L'uomo che sostiene di possedere il 50% di Facebook dice di avere e-mail Zuckerberg per sostenerlo - Social Media - 2019

Anonim

Ciò che sembrava essere una causa molto dubbia presentata nel 2010 dallo stato di New York Paul Ceglia, che afferma di possedere almeno il 50% di Facebook, potrebbe non essere così discutibile, dopotutto.
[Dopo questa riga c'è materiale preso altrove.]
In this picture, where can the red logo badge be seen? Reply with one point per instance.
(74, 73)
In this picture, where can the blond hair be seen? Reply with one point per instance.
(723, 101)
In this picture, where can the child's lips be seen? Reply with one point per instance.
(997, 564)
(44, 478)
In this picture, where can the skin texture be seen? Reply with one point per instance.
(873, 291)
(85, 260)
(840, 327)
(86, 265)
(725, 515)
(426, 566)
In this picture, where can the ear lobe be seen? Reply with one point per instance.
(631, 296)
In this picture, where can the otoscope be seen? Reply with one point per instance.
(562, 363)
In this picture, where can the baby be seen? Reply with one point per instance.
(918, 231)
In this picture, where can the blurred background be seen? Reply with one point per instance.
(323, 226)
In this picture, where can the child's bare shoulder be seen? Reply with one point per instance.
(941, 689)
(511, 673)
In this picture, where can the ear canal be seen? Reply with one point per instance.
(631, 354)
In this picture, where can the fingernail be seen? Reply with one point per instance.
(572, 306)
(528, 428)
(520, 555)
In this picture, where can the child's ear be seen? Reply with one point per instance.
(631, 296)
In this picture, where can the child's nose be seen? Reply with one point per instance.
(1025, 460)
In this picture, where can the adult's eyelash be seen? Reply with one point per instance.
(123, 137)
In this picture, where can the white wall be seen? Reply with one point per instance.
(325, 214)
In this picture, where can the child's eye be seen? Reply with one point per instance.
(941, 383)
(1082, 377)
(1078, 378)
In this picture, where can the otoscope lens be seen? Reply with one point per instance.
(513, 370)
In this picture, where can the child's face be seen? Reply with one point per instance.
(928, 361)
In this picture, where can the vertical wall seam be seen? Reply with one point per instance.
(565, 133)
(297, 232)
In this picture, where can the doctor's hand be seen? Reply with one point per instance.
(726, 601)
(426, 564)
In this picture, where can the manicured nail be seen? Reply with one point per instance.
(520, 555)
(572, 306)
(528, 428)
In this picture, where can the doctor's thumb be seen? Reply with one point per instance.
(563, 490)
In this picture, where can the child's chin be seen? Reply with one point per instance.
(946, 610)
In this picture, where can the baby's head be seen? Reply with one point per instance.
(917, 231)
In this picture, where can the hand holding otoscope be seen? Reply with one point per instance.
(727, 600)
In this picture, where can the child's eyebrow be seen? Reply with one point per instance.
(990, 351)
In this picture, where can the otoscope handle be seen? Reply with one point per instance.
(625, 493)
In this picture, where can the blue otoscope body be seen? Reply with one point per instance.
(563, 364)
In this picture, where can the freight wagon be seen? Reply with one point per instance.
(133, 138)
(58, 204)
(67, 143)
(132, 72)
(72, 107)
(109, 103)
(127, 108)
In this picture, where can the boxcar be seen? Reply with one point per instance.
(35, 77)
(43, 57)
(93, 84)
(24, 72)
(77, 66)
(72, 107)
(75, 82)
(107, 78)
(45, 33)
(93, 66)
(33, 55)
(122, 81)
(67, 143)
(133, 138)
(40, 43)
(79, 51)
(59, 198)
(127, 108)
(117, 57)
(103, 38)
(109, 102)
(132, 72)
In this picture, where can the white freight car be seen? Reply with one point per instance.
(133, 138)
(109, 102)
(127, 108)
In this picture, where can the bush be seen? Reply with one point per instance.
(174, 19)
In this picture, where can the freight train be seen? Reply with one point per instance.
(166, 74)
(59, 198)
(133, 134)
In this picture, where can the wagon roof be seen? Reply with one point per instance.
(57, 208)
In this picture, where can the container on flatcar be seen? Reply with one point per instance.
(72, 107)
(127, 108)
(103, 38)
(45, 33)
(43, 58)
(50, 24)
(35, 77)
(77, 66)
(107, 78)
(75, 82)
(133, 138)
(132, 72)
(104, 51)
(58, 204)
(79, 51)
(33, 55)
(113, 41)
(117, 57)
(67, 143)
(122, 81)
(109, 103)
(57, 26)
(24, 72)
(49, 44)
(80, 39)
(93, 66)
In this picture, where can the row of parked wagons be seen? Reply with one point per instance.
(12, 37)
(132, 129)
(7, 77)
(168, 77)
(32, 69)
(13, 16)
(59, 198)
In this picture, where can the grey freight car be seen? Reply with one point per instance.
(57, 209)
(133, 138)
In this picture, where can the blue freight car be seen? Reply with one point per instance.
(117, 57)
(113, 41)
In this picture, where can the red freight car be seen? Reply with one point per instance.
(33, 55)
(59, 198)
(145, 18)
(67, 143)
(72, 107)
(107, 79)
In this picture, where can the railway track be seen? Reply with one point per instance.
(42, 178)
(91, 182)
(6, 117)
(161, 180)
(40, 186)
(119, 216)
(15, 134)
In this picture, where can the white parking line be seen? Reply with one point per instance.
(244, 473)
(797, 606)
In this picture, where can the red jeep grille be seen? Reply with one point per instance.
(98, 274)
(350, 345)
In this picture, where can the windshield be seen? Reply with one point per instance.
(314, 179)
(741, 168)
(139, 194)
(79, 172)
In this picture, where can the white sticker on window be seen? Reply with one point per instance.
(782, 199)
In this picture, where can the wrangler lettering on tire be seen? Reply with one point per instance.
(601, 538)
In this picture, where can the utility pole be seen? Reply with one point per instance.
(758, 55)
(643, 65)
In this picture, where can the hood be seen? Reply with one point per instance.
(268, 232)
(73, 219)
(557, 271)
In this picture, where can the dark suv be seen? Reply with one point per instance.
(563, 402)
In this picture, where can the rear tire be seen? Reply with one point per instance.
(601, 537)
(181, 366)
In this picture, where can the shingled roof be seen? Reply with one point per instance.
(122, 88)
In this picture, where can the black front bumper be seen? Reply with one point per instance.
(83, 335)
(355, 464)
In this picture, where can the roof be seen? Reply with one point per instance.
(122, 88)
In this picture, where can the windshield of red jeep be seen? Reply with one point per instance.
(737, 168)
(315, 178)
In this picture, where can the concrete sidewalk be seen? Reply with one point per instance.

In una denuncia riveduta presentata al tribunale distrettuale degli Stati Uniti a Buffalo, New York, lunedì, Ceglia ha prodotto più di una dozzina di quelle che sostiene essere e-mail dal co-fondatore e amministratore delegato di Facebook Mark Zuckerberg, in cui Zuckerberg si impegna a cedere almeno Ceglia la metà di quello che sarebbe diventato l'onnipresente social network, riporta Business Insider .

Nella causa depositata lo scorso luglio, Ceglia sostiene che nel 2003 Zuckerberg ha firmato un contratto che ha dato a Ceglia il 50% di un progetto che Zuckerberg ha definito "il quadrante", più l'1% per ogni giorno passato il 1 ° gennaio 2004, che il il progetto è andato incompiuto. In cambio, Ceglia avrebbe fornito il finanziamento iniziale per "il face book", così come un progetto chiamato "StreetFax". Ceglia ha anche prodotto un assegno annullato di $ 1 000 come prova delle sue affermazioni.

Facebook inizialmente liquidò il vestito di Ceglia come "probabile" una fabbricazione, specialmente dopo che venne alla luce che Ceglia era stato condannato per quattro capi d'accusa per non aver soddisfatto $ 200.000 di pre-ordini fatti con una società di pellet di sua proprietà . (Ceglia sostiene che la sua compagnia non ha rubato i soldi - erano solo lenti a consegnare i beni).

Ora, Ceglia ha presentato una serie di e-mail potenzialmente dannose come prova nella sua causa. Se le e-mail sono valide, Facebook potrebbe dover pagare a Ceglia centinaia di milioni, o anche miliardi, di dollari.

Le e-mail mostrano una varietà di "avanti e indietro" tra Ceglia e Zuckerberg, che discutono del design, dello sviluppo e dei piani aziendali (tra gli altri dettagli) su ciò che diventerebbe Facebook. (Visualizza le e-mail complete qui.)

Ad un certo punto, dopo che Zuckerberg non ha consegnato il sito "the face book" prima del 1 gennaio 2004, data di scadenza, Ceglia minaccia di "contattare [Harvard] e forse i tuoi genitori a Dobbs Ferry e far sapere loro che cosa stava andando "Risponde Zuckerberg definendo la minaccia di Ceglia" poco professionale "e risibile.

In un'altra email, datata 22 luglio 2004, Zuckerberg si offre di pagare a Ceglia i $ 2 000 che aveva investito e tenta di riparare la loro relazione. Infatti, Zuckerberg aveva già ricevuto finanziamenti per Facebook in quel momento e non aveva più bisogno di investimenti da Ceglia. Sebbene ignaro del cospicuo investimento che Facebook ha ricevuto, Ceglia dice di aver rifiutato il rimborso, ed è ancora in debito con il 50 percento che gli è stato accordato nel suo primo contratto commerciale con Zuckerberg.

Facebook ha già risposto al reclamo di Ceglia inviando una mail chiamando Ceglia un "truffatore" e un "criminale condannato". La compagnia dice anche che è "fiducioso nella [sua] valutazione" che le accuse di Ceglia sono infondate.

L'analisi forense dei computer di Ceglia o di Zuckerberg dal momento in cui sono state inviate le e-mail presunte, che proverebbe l'autenticità della corrispondenza, è stata ancora rilasciata al pubblico.